NNPC confirms Port Harcourt Refinery back to full operational status
9 hrs141 views0 comments
- Insists product loading ongoing amid shut-down reports
Onome Amuge
The Nigerian National Petroleum Company (NNPC) Limited has refuted recent claims alleging that the Old Port Harcourt Refinery, which resumed operations recently, has been shut down, emphasising that preparations for loading operations on Saturday are currently in progress.
NNPC Limited, in an official release signed by Olufemi O. Soneye, the chief corporate communications officer, maintained that reports of the refinery being shut down are totally false “as the refinery is fully operational as verified a few days ago by Mele Kyari, former Group Managing Director of NNPC.
It was earlier reported that the Port Harcourt Refining Company had stopped operating weeks after it appeared to restart production.
Read Also:
However, the NNPC has said that the report is false and preparation for the day’s (Saturday) loading operation is currently ongoing.
Soneye, reacting to a report that the refinery had stopped loading petroleum products barely one month after it was declared open, stated: “The attention of the Nigerian National Petroleum Company Limited has been drawn to reports in a section of the media alleging that the Old Port Harcourt Refinery which was re-streamed two months ago has been shut down.
“Members of the public are advised to discountenance such reports as they are the figments of the imagination of those who want to create artificial scarcity and rip-off Nigerians,” he stressed.
For decades, efforts to revive the Port Harcourt Refining Company (PHRC) seemed insurmountable. However, under Mele Kyari’s leadership, the once-elusive goal has been realised, signalling a critical step toward achieving energy self-sufficiency. This success is not only a milestone for the NNPCL but a testament to Kyari’s resolve to transform Nigeria’s energy landscape.

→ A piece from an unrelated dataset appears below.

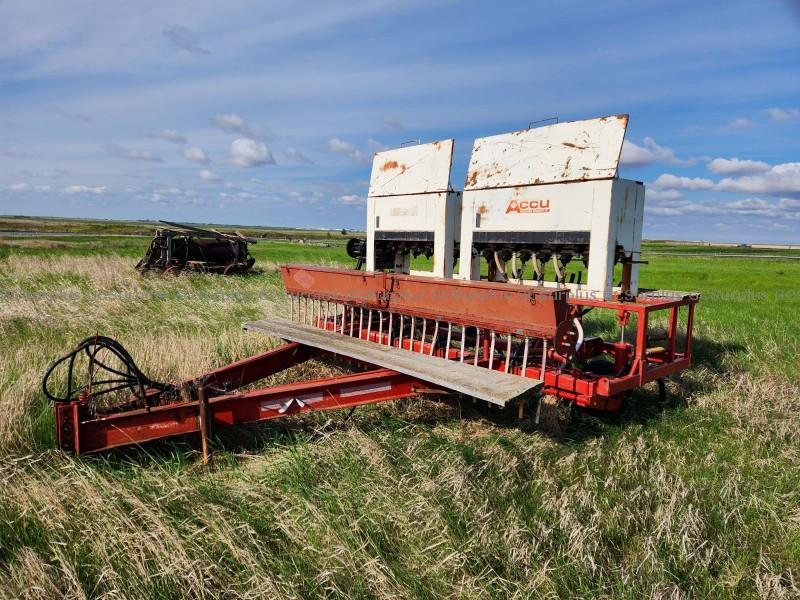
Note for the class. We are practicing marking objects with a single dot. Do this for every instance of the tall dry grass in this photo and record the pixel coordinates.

The Port Harcourt Refinery Company in Eleme is a sprawling facility divided into a 60,000-barrel-per-day-old refinery, and a new one capable of refining 150,000 barrels per day. The old refinery, operational since 1965, is Nigeria’s first refinery and had remained idle since 1990 when the newer unit became the primary production hub.

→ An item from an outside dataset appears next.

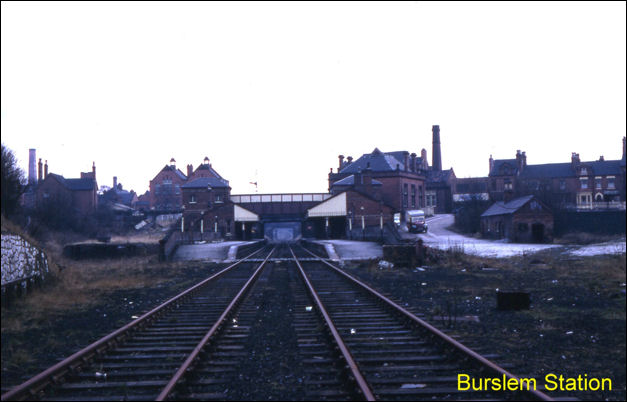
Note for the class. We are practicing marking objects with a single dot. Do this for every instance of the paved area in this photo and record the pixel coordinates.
(214, 252)
(440, 237)
(352, 250)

After over 30 years of dormancy, the old Port Harcourt refinery, which has a unique configuration where one barrel of crude oil yields a maximum of 23–24 per cent gasoline, was recently reopened by the NNPC Limited amid shock by forces against the revival of the country’s four refineries.
After the $1.5 billion approved by the Federal Government in 2021 for the comprehensive rehabilitation of the refinery had been judiciously spent, the NNPCL under Kyari’s sound leadership, reopened the Old Port Harcourt Refinery on Tuesday, November 26, 2024.
Today, the old Port Harcourt refinery is currently producing straight-run gasoline (Naphtha) blended into 1.4 million litres of PMS daily; 900,000 liters of kerosene; 1.5 million liters of Automotive Gas Oil (Diesel); 2.1 million liters of Low Pour Fuel Oil (LPFO), and additional volumes of Liquefied Petroleum Gas (LPG), also known as cooking gas.
Attempts by sceptics to rubbish the achievement recorded with the 60,000-barrel-per-day Port Harcourt refinery had been roundly repudiated by the NNPCL, workers at the refinery, experts, and delegates from the Presidency, Nigeria Labour Congress, Trade Union Congress, Petroleum and Natural Gas Senior Staff Association of Nigeria, and Nigeria Union of Petroleum and Natural Gas Workers.